For Mother's Day, my kids delivered a heap of wonderful, handmade presents. In addition to beaded necklace and earrings, countless drawings and sweet notes, my older daughter made a little "book" in which she told a story about me.
Usually, we tell our children stories, typically about made up characters or baby stories about themselves. Until I sat and read what my daughter thought of me, I hadn't paused to wonder how she perceived the things I do. After each prompt on the page, my daughter answered (correctly) that I like chocolate best, enjoy singing in the car, and give her and her sister cuddles every day. The last was most important to her. But when it came to the meal I make best, she'd scratched out "cooked" and replaced it with "gets." Even harder to read was that I dislike working at the computer. I wasn't sure that I had conveyed that, and I wasn't sure whether it was really me she meant, or herself.
Sometimes it's hard to be a working parent, especially one who works from home. The children leave to go to school, as does their father, but I stay home, and work from here most of the time. The purpose of this is that my career can be done remotely, and because we both wanted to make sure there was a primary parent available for the kids.
So how do I explain to my children that home is also a workplace for me, and how do I explain my complicated job to them? How does any parent explain, especially when dealing with a child's resentment of how the work intrudes on what a child wants from a parent?

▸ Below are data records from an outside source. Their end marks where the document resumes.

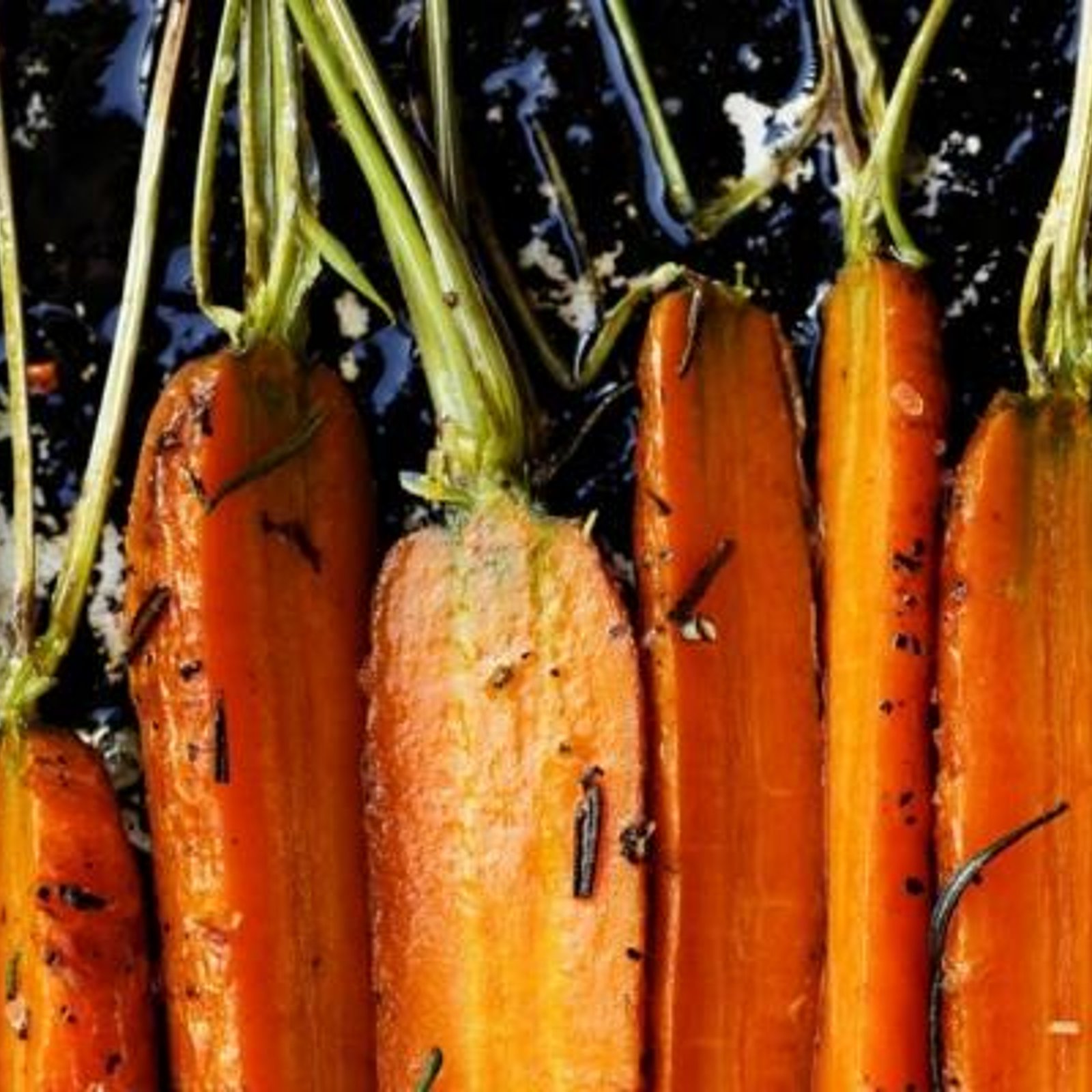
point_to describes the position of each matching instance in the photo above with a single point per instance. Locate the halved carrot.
(505, 786)
(1017, 736)
(723, 549)
(74, 945)
(882, 427)
(1016, 685)
(249, 595)
(505, 759)
(72, 931)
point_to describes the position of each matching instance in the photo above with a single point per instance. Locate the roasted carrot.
(882, 409)
(78, 1009)
(1016, 686)
(246, 689)
(74, 944)
(250, 549)
(723, 549)
(505, 756)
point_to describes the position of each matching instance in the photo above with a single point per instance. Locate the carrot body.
(1016, 693)
(504, 675)
(78, 1006)
(253, 721)
(882, 411)
(736, 747)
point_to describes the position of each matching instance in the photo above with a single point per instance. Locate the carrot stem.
(29, 677)
(1055, 309)
(483, 431)
(671, 164)
(445, 101)
(23, 599)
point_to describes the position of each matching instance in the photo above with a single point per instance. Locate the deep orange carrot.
(504, 728)
(72, 932)
(1015, 691)
(250, 599)
(882, 410)
(723, 549)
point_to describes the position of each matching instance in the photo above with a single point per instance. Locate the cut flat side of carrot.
(250, 540)
(505, 784)
(736, 756)
(78, 1003)
(882, 414)
(1016, 737)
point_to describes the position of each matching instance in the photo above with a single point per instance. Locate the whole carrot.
(250, 545)
(1016, 686)
(723, 547)
(74, 943)
(505, 762)
(882, 407)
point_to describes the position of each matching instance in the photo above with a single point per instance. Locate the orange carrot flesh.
(882, 411)
(253, 721)
(736, 747)
(1016, 693)
(74, 939)
(505, 729)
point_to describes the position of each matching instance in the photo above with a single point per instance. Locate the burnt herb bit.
(221, 751)
(149, 615)
(587, 829)
(944, 910)
(79, 898)
(295, 534)
(685, 611)
(11, 977)
(637, 841)
(431, 1070)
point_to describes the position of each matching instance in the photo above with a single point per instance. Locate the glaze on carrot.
(78, 1011)
(72, 932)
(505, 764)
(251, 593)
(505, 758)
(723, 547)
(1015, 738)
(882, 426)
(1016, 685)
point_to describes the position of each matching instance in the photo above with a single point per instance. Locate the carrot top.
(285, 240)
(1057, 307)
(871, 132)
(32, 661)
(484, 431)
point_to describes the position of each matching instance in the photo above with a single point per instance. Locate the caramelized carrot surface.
(724, 567)
(1016, 693)
(78, 1005)
(882, 410)
(505, 809)
(250, 540)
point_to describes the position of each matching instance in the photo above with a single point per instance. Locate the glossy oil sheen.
(1016, 693)
(882, 427)
(736, 745)
(74, 937)
(504, 674)
(253, 724)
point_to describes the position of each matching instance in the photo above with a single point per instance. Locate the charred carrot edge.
(723, 549)
(74, 937)
(74, 945)
(505, 756)
(1015, 682)
(250, 545)
(882, 427)
(253, 723)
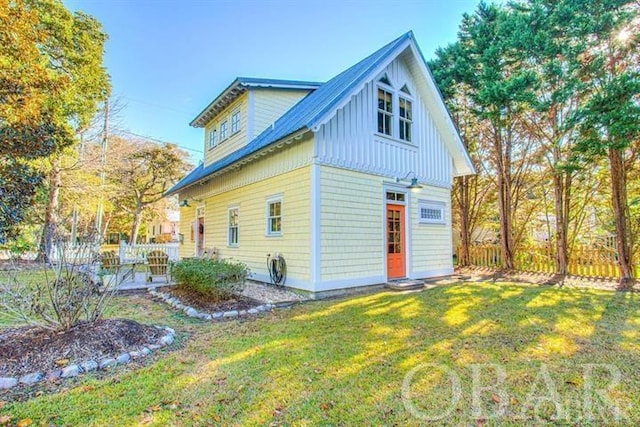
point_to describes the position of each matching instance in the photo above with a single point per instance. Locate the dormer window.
(224, 131)
(235, 122)
(385, 111)
(213, 135)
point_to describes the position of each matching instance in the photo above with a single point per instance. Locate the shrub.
(63, 295)
(216, 279)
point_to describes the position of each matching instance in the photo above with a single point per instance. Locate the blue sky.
(169, 59)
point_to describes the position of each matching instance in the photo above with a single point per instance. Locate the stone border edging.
(218, 315)
(76, 369)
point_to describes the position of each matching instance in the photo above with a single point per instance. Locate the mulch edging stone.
(90, 365)
(175, 303)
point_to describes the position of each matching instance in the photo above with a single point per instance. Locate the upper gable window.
(405, 119)
(394, 111)
(235, 122)
(385, 80)
(213, 135)
(224, 128)
(385, 111)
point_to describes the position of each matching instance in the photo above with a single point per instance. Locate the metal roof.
(238, 87)
(306, 114)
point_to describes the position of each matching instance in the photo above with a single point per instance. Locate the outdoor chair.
(110, 262)
(158, 263)
(210, 253)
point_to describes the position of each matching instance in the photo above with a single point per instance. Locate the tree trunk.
(561, 222)
(464, 207)
(619, 202)
(502, 154)
(51, 214)
(135, 227)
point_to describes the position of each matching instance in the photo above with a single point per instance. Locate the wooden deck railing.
(583, 261)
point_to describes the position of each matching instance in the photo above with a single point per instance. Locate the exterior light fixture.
(414, 186)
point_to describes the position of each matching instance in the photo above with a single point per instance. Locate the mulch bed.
(31, 349)
(208, 305)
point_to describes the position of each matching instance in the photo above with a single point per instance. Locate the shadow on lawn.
(343, 362)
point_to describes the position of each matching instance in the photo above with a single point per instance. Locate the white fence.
(138, 253)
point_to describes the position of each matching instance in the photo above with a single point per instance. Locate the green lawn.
(343, 362)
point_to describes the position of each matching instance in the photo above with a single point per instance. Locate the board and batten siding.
(431, 244)
(234, 141)
(270, 104)
(286, 173)
(350, 139)
(351, 229)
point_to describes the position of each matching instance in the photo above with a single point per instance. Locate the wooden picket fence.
(583, 261)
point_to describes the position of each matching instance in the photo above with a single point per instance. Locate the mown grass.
(343, 362)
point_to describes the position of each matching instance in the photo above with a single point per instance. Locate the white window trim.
(236, 244)
(212, 144)
(236, 112)
(396, 94)
(226, 133)
(390, 90)
(402, 120)
(268, 232)
(431, 204)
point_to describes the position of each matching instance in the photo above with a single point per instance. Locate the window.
(385, 111)
(212, 138)
(274, 217)
(431, 212)
(405, 119)
(223, 131)
(235, 122)
(395, 196)
(233, 227)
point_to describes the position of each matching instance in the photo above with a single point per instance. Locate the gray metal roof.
(304, 115)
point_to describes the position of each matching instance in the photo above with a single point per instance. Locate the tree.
(52, 80)
(143, 175)
(609, 114)
(486, 63)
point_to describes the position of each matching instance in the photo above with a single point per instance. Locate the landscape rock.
(166, 340)
(53, 375)
(123, 358)
(31, 378)
(70, 371)
(89, 365)
(106, 363)
(7, 382)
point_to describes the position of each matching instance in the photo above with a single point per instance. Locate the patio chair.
(158, 263)
(110, 262)
(210, 253)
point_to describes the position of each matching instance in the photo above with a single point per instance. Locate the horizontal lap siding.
(254, 245)
(285, 172)
(431, 243)
(351, 225)
(187, 216)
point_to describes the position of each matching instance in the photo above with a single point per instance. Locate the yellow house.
(348, 180)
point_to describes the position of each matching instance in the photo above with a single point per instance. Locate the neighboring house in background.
(321, 173)
(165, 229)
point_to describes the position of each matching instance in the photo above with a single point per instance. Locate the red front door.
(396, 258)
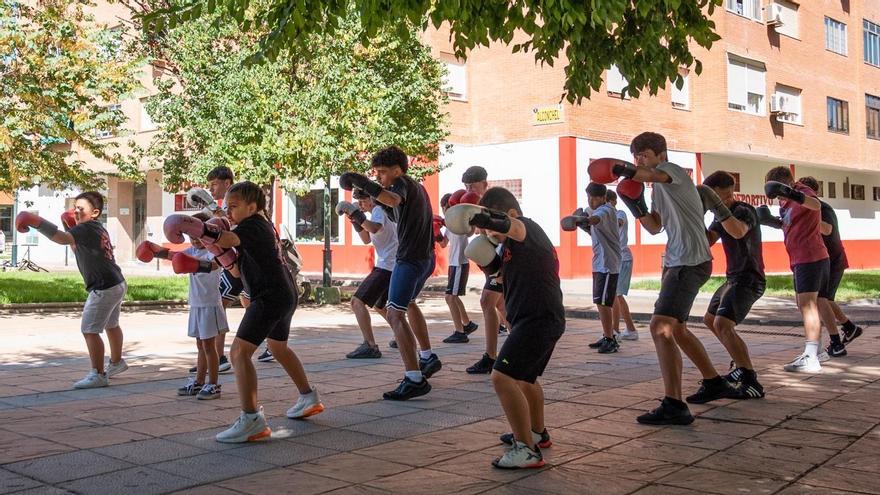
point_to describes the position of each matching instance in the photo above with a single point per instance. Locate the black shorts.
(527, 350)
(230, 286)
(678, 289)
(373, 291)
(733, 300)
(266, 319)
(812, 277)
(604, 288)
(493, 285)
(457, 283)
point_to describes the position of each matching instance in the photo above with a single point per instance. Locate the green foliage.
(300, 116)
(648, 40)
(58, 73)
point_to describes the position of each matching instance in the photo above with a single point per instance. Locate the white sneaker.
(803, 364)
(307, 405)
(114, 369)
(249, 427)
(93, 380)
(519, 456)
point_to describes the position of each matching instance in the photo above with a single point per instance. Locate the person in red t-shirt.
(801, 219)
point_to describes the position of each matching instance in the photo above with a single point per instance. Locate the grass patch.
(855, 285)
(29, 287)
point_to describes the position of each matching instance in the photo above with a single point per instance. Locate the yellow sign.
(548, 115)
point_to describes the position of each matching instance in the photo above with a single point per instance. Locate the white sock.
(414, 376)
(811, 349)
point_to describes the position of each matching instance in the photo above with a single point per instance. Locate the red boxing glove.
(147, 250)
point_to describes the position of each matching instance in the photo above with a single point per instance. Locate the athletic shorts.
(812, 277)
(527, 350)
(373, 291)
(206, 322)
(102, 309)
(230, 286)
(678, 289)
(623, 278)
(457, 283)
(604, 288)
(266, 319)
(407, 280)
(733, 300)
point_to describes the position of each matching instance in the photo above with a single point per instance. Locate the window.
(788, 104)
(681, 98)
(745, 85)
(872, 43)
(310, 216)
(838, 115)
(872, 116)
(746, 8)
(455, 81)
(835, 36)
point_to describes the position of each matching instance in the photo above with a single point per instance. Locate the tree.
(59, 73)
(648, 40)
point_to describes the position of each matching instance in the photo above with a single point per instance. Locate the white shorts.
(102, 308)
(206, 322)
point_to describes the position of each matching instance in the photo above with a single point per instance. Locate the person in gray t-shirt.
(678, 208)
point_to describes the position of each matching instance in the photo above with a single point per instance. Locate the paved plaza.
(812, 434)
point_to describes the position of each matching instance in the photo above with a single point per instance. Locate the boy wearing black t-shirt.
(103, 278)
(407, 203)
(533, 298)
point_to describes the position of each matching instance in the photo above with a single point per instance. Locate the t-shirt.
(745, 259)
(623, 222)
(204, 288)
(263, 272)
(457, 245)
(832, 241)
(530, 269)
(385, 241)
(94, 256)
(606, 240)
(681, 213)
(800, 228)
(415, 230)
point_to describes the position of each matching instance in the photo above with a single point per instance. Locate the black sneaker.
(713, 389)
(850, 336)
(836, 350)
(608, 345)
(457, 338)
(430, 366)
(470, 328)
(667, 414)
(483, 366)
(365, 351)
(542, 440)
(408, 389)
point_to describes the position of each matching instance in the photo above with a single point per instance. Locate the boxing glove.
(461, 217)
(766, 217)
(482, 251)
(68, 219)
(632, 193)
(607, 170)
(178, 224)
(26, 220)
(147, 251)
(184, 263)
(350, 180)
(775, 189)
(713, 203)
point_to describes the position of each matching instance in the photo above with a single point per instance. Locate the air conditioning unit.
(773, 14)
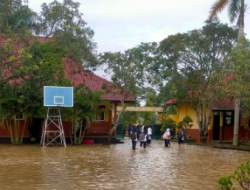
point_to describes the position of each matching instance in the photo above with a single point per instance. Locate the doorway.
(216, 126)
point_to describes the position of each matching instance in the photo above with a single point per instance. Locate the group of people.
(167, 137)
(144, 135)
(141, 133)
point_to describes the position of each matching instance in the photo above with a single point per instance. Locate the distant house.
(77, 75)
(222, 120)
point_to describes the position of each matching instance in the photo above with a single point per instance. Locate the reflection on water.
(116, 167)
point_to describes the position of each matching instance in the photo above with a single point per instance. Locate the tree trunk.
(87, 125)
(116, 123)
(236, 122)
(80, 133)
(74, 128)
(70, 133)
(21, 140)
(10, 131)
(16, 131)
(237, 101)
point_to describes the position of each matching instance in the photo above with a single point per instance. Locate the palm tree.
(236, 9)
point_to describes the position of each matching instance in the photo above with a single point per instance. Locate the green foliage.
(12, 103)
(84, 111)
(16, 17)
(65, 23)
(241, 175)
(193, 65)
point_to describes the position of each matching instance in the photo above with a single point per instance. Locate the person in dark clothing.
(134, 137)
(130, 128)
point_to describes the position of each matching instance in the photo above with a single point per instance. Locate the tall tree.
(236, 11)
(65, 23)
(193, 63)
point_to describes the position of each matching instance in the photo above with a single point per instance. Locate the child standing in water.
(133, 137)
(180, 136)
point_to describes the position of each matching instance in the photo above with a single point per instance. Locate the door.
(216, 126)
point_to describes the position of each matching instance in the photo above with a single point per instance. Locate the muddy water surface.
(91, 167)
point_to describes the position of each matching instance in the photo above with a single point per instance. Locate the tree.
(236, 10)
(12, 104)
(30, 64)
(193, 64)
(83, 113)
(64, 22)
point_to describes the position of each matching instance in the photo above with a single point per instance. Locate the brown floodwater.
(116, 167)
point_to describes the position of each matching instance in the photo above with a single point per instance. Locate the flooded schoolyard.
(97, 166)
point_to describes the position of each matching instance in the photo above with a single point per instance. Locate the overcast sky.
(123, 24)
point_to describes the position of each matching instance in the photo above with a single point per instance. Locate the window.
(19, 116)
(228, 118)
(216, 113)
(100, 116)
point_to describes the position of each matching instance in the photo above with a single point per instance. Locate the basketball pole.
(53, 120)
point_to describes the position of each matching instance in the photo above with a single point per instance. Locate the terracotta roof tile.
(171, 101)
(77, 75)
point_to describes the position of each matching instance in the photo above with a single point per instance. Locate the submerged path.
(116, 167)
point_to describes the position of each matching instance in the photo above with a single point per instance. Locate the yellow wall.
(107, 112)
(244, 121)
(183, 111)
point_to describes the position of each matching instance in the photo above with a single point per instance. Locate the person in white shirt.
(143, 139)
(167, 137)
(133, 137)
(149, 132)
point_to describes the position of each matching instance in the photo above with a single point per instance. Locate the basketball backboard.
(58, 96)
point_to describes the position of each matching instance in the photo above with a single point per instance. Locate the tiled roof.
(77, 75)
(226, 104)
(171, 101)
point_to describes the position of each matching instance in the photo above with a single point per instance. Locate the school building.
(77, 75)
(222, 121)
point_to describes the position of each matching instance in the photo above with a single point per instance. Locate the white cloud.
(123, 24)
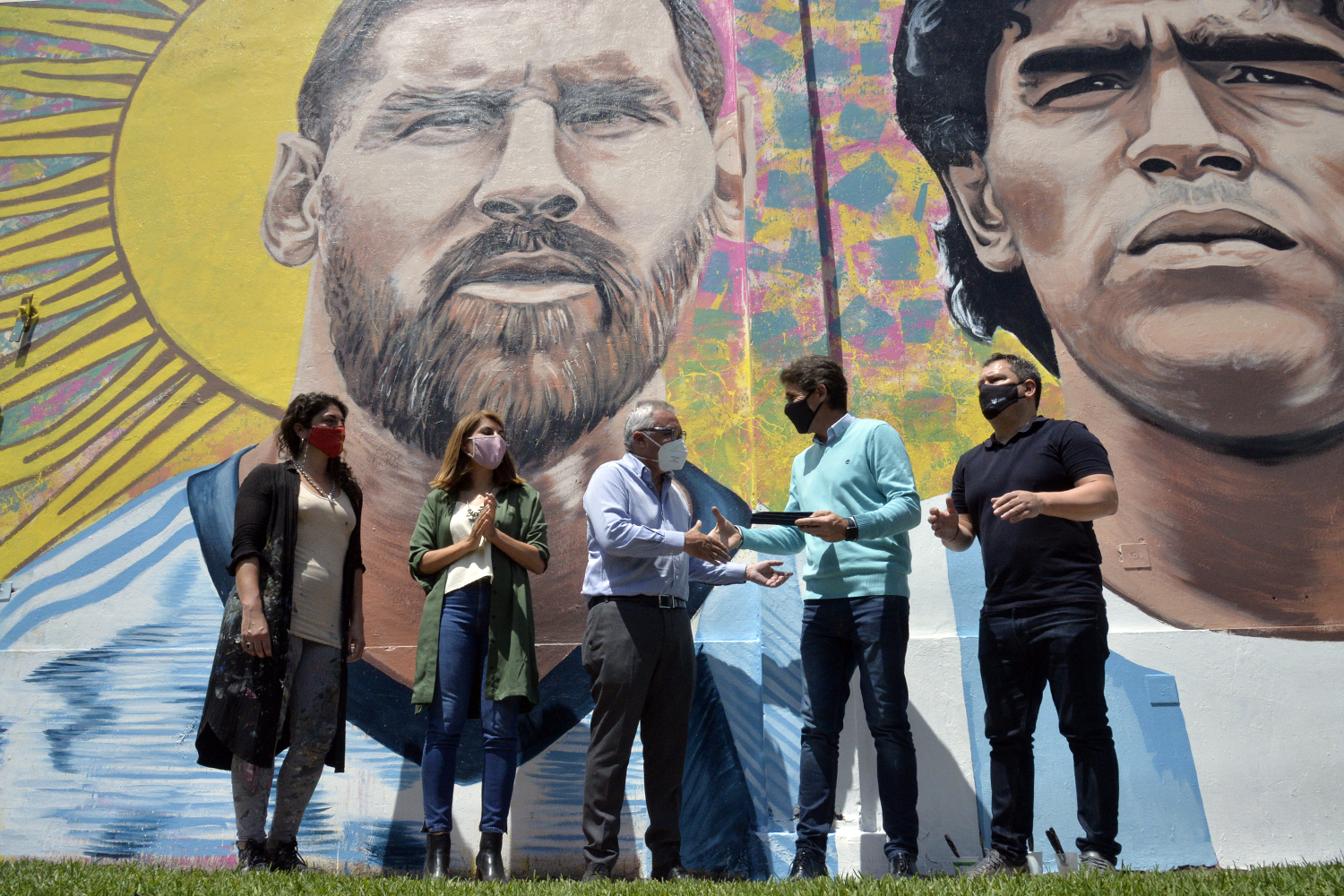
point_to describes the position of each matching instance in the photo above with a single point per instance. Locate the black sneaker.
(900, 864)
(808, 863)
(596, 872)
(996, 864)
(1091, 860)
(284, 856)
(252, 856)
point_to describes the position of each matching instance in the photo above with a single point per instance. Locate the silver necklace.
(330, 495)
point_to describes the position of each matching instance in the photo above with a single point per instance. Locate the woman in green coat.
(480, 533)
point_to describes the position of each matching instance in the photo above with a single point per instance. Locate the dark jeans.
(462, 640)
(642, 662)
(1019, 651)
(839, 635)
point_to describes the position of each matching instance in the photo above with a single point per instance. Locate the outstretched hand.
(704, 546)
(766, 573)
(725, 530)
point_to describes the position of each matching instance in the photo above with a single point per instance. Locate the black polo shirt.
(1045, 560)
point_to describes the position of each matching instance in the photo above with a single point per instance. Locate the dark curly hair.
(941, 65)
(303, 410)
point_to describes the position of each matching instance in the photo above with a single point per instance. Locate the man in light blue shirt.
(639, 649)
(857, 482)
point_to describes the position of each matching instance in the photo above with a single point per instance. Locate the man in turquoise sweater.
(857, 481)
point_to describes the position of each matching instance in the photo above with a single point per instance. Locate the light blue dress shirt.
(637, 536)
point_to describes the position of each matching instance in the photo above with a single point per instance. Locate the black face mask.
(995, 400)
(800, 414)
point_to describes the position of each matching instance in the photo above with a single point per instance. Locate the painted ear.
(289, 220)
(734, 156)
(981, 218)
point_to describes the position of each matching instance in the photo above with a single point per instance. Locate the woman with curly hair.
(292, 622)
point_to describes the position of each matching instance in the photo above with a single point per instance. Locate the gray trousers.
(642, 661)
(312, 702)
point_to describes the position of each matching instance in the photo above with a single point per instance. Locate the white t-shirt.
(472, 565)
(320, 547)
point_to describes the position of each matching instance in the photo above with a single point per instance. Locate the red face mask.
(328, 440)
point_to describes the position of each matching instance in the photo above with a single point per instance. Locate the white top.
(320, 547)
(472, 565)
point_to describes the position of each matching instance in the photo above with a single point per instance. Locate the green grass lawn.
(77, 879)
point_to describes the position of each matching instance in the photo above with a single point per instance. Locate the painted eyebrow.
(1255, 48)
(640, 97)
(1066, 59)
(432, 99)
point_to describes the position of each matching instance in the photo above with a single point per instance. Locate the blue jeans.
(1019, 651)
(462, 641)
(838, 637)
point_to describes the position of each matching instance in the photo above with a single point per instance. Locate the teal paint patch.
(48, 325)
(830, 61)
(16, 105)
(788, 191)
(717, 273)
(785, 21)
(766, 325)
(897, 258)
(804, 255)
(857, 123)
(867, 185)
(47, 409)
(766, 58)
(754, 225)
(857, 10)
(918, 319)
(793, 120)
(874, 58)
(16, 172)
(921, 202)
(128, 7)
(15, 223)
(860, 317)
(22, 45)
(24, 279)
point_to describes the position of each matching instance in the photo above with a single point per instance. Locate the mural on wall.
(1148, 195)
(556, 209)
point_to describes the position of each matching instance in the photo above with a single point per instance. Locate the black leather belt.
(656, 600)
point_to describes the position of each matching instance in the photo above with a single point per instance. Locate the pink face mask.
(488, 450)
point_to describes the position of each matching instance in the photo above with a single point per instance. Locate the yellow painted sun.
(191, 172)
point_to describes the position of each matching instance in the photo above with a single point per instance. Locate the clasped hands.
(714, 547)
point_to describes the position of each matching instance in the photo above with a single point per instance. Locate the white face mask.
(672, 455)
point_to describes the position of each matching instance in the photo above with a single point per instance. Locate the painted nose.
(529, 182)
(1183, 140)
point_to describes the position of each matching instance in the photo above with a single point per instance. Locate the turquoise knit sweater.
(866, 474)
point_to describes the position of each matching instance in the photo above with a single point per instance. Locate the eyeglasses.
(668, 430)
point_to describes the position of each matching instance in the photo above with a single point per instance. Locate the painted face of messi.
(513, 212)
(1171, 174)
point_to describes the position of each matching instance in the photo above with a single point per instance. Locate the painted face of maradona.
(513, 214)
(1171, 174)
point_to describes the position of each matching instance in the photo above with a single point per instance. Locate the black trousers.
(642, 662)
(1019, 651)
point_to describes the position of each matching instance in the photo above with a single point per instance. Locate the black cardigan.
(244, 702)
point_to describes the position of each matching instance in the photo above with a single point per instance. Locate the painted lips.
(1206, 228)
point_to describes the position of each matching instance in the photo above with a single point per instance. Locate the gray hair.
(642, 418)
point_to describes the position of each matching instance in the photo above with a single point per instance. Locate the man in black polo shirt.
(1030, 495)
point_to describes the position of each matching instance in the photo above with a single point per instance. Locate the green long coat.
(511, 659)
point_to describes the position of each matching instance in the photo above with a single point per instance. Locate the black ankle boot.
(489, 864)
(438, 847)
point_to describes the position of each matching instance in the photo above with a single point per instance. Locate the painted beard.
(551, 375)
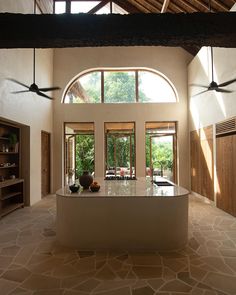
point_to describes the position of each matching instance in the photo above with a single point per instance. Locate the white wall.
(28, 109)
(172, 62)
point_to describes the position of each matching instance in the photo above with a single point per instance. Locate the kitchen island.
(123, 215)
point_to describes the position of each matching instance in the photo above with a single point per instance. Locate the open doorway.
(79, 150)
(120, 150)
(45, 163)
(161, 149)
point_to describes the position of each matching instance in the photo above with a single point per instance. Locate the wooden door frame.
(49, 161)
(175, 150)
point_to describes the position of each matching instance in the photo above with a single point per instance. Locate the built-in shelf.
(12, 166)
(4, 138)
(8, 153)
(11, 183)
(10, 195)
(8, 182)
(11, 208)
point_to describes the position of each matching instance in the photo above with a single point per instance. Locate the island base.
(140, 224)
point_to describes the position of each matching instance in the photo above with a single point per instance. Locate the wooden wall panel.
(226, 173)
(202, 167)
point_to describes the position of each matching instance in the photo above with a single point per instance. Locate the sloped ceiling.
(174, 6)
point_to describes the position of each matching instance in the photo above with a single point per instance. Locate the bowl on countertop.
(74, 188)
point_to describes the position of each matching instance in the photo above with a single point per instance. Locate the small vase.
(86, 179)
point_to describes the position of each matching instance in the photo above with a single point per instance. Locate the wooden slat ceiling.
(174, 6)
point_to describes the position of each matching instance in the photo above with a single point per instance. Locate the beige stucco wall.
(28, 109)
(211, 107)
(172, 62)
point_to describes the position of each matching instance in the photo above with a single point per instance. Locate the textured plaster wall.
(211, 107)
(28, 109)
(172, 62)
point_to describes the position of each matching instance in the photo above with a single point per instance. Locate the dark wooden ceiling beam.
(98, 6)
(176, 7)
(204, 6)
(187, 4)
(165, 6)
(159, 5)
(152, 6)
(85, 30)
(127, 6)
(221, 5)
(140, 6)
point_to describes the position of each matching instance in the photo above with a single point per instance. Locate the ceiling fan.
(214, 85)
(34, 87)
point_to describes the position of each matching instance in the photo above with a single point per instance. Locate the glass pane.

I've explained to my kids that I'm a writer and editor. This is a pretty easy job to explain. Kids understand some people write, and they understand that someone will always "grade" what other people write. I can also show them books I've co-written and also books I've edited, and the pieces of building a book. I've even published a children's book, so there's actually something I did that is interesting to them, with nice picture as well! My husband is an architect. That's an even easier job to explain. He has shown them how he thinks about designing buildings using legos and blocks, and they've gotten to tour buildings he's worked on.
Handling their frustration and disappointment when work "steals" us from them is harder, but I find the key is following through on my promises. What my kids usually want is my time and attention, so if I promise that at a specific time we'll do a specific thing, and then follow-through, it usually keeps the balance in place, and builds their trust that even though mom is working now, she'll play a game later.
How do you explain jobs and work to your kids? And how do you handle that work-demand and child-demand conflict?